Internal HVAC franchise research, 2023-2024

Most of the year's highest-value HVAC calls arrive in two short windows, which is the concentration problem specific to this vertical. A franchisee who misses calls during the two-week peak of a summer heat event loses more than a service ticket; they lose the maintenance agreement conversation that follows, the equipment replacement referral after that, and a renewal relationship that could run for a decade.

Plumbing follows a similar emergency-driven model, with one difference: after-hours plumbing calls often carry a 25-50% rate premium built into the call itself. Missing those calls loses both the job and the premium.

After-hours bookings increased from 58 to 208. The live answering service booked 5 calls in the same period the AI booked 43.
— Aire Serv / Avoca case study, 2025

The problem franchisors can't see

The missed-call problem is different from most franchise operational failures: it's invisible by default.

A franchisee who opens late shows up in customer complaints. A franchisee running dirty vehicles shows up in brand audits. But a franchisee who doesn't answer after-hours calls doesn't show up anywhere. The call arrives, no one picks up, the caller hangs up and dials a competitor. Neither the franchisee nor the franchisor ever knows the call came.

That blind spot widens across a network of 75 or 200 locations.

Most large franchise systems operate at a ratio of one field business consultant to 30 to 50 franchisees. A single FBC at that ratio cannot visit 40 locations monthly to check which ones are handling after-hours volume and which ones aren't. Royalty reporting tells the franchisor what revenue came in. It says nothing about the revenue that should have come in but didn't.

Insight

Calls that never get answered don't appear in any report. Franchisors optimize for what they can measure. The missed-call problem sits entirely outside what most franchise reporting systems capture.

Aire Serv's case study illustrates both sides. The 257% increase in after-hours bookings is the recovery number, but it also implies what the baseline was. Before the deployment, a large fraction of after-hours demand was arriving, going unanswered, and leaving no trace. The franchisor had no way to see the size of the problem until a before-and-after comparison made it visible.

What it looks like at network scale

Aire Serv reported average unit volumes of $1.3 million in 2024, with wide variance: the bottom 10% of locations averaged around $70,000 in revenue, while the top 10% averaged $6.5 million. Same brand, same playbook, 90x difference in output.

Market size explains some of that variance. Franchisee tenure explains some. Team quality explains some. And some of it, particularly in the spread between median performers and high performers, comes down to demand capture: how consistently each location converts the inbound inquiries it receives.

A franchisor looking at an Aire Serv-scale network can see the variance. What they typically cannot see is how much of the gap is attributable to missed calls, because those calls don't show up in the revenue data.

$70K-$6.5M

AUV range across Aire Serv's US franchise network - same brand, same system

Franchisechatter, 2026 FDD Item 19 analysis

A network-level call handling solution does more than improve individual location performance. It creates the reporting layer that makes the performance gap visible. When you can see which locations are missing calls, you can start to understand why the median franchisee performs the way they do.

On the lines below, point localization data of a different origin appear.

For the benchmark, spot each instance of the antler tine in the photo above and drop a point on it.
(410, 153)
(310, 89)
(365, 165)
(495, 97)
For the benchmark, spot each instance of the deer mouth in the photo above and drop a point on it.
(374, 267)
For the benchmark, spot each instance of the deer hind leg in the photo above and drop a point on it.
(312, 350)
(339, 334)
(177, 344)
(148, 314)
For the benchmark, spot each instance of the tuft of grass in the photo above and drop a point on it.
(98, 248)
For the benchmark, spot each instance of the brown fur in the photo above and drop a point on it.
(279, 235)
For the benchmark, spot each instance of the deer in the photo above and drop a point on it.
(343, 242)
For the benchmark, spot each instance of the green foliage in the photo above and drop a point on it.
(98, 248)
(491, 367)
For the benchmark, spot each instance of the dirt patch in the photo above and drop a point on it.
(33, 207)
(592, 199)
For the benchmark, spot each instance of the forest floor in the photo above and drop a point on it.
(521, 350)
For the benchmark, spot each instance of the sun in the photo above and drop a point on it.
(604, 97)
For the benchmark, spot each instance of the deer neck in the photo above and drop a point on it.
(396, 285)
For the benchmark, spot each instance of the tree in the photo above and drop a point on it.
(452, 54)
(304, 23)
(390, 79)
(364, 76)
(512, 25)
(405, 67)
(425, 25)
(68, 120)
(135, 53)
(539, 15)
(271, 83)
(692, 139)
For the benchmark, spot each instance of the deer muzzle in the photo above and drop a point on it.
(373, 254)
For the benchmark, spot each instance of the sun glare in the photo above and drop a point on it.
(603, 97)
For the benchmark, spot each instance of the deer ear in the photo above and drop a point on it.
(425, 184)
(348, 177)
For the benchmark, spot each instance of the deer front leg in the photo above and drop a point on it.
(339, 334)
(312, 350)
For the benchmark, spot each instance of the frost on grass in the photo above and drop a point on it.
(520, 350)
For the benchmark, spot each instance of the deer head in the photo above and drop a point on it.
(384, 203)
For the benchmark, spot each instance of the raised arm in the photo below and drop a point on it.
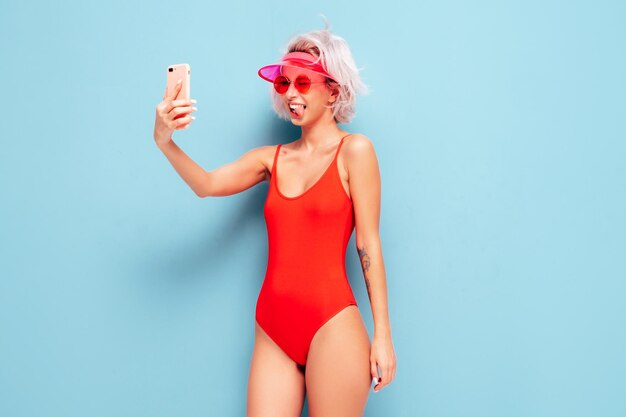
(364, 180)
(232, 178)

The measurement gap is the problem

Most home service franchise networks don't have an after-hours call handling problem in the sense that no one is thinking about it. Most operators know calls come in outside business hours. The problem is that without a consistent system across the network, there's no way to measure the miss rate, no way to compare locations against each other, and no way to close the gap.

Common mistake

Individual franchisees who invest in call handling solutions often do so independently, which solves their location's problem but creates a new one: the franchisor loses visibility into a mix of different systems with no common reporting.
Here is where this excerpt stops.